Religion and Philosophy was Collingwood’s first book, published when he was 27. The first chapter argues
Theology = philosophy = religion.
That is actually how the Index summarizes several pages. Later Collingwood disavowed such identifications and developed the doctrine of the “overlap of classes,” expounded in An Essay on Philosophical Method. You can find things, such as art and craft, bound up together in every observable instance; it doesn’t make them the same. They need not agree just in “extension,” while differing in “intension”; they may overlap in intension. Collingwood’s example is from ethics:
Duty rejects expediency in the sense of refusing to accept it as even a legitimate kind of goodness, and regarding it rather as the inveterate enemy of morality, but reaffirms it in the sense of accepting it, when modified by subordination to its own principles, as a constituent element in itself. Thus duty and expediency overlap … the overlap is essentially not … an overlap of extension between classes, but an overlap of intension between concepts, each in its degree a specification of their generic essence, but each embodying it more adequately than the one below.
Collingwood alludes here to a progression that he will take up in the “Reason” chapter of The New Leviathan. Historically, we have justified our behavior, first as expedient, then as right, and finally as dutiful.
We might suggest then that the recognition of several divisions within what was formerly called natural philosophy is a progression. The several sciences grew up together, and they are still all studied at single universities; but this is done in different departments.
Members of different departments will publish their research in different ways. Our mathematical findings as such will have no physical component; thus we must justify them deductively, as Archimedes justified his theorem locating the centroid of a triangle.

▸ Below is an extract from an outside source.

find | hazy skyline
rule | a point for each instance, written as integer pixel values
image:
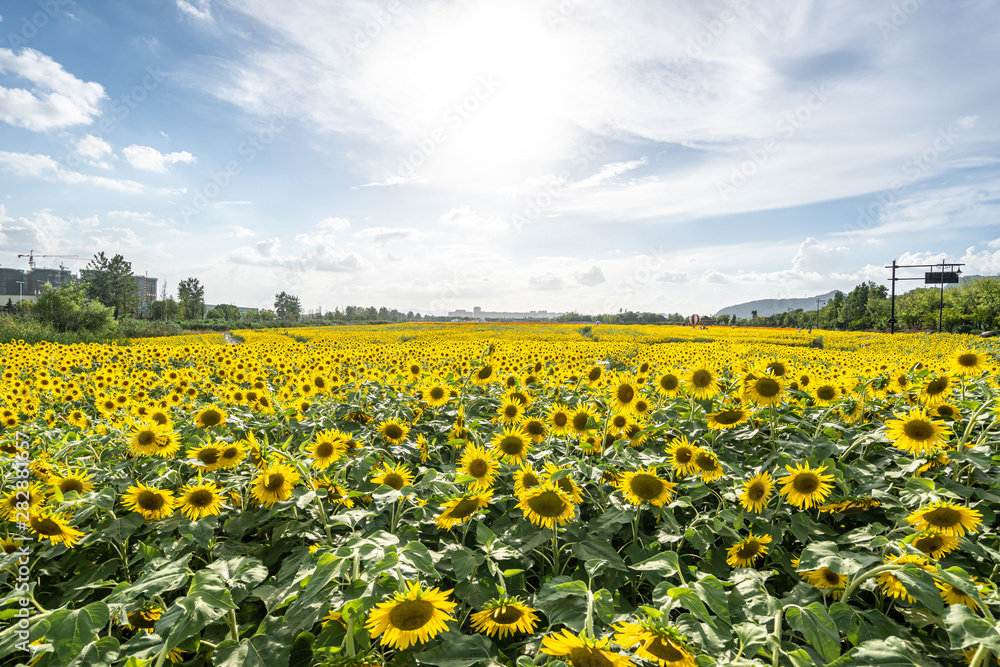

There is however a mathematician who objects to this requirement. On his webpage he publishes a lot of his opinions, and one of these opinions is that the Euclidean deductive approach ruined mathematics and justified absolutism in politics. See for yourself.
Zeilberger is evidently one of those persons who enjoy being controversial. Here’s an article of his, “What is Mathematics and What Should it Be?” saying,
Today’s Mathematics Is a Religion
Its central dogma is thou should[st] prove everything rigorously.
Call it a dogma, or call it, following Collingwood, an absolute presupposition: the requirement of rigorous deductive proof is not a restriction, but a platform for discovery.
According to Zeilberger, “Scientists, by definition, are trying to discover the truth about the outside world.”
We are trying to find the truth, I would say. That there is an “outside world” at all is a dogma, or absolute presupposition, of many sciences, but not of mathematics.
One may say that what we study in mathematics is outside us, but in a different way from the physical world.
Says Zeilberger,
Mathematicians do not care about discovering the truth about the mathematical world. All they care about is playing their artificial game, called [rigorous] proving, and observing their strict dogmas.
I almost said that was true, until I noticed that Zeilberger said not “outside world,” but “mathematical world.” The second sentence is true, though again Zeilberger introduces a needless qualification. Every game is artificial. Zeilberger is welcome to play another.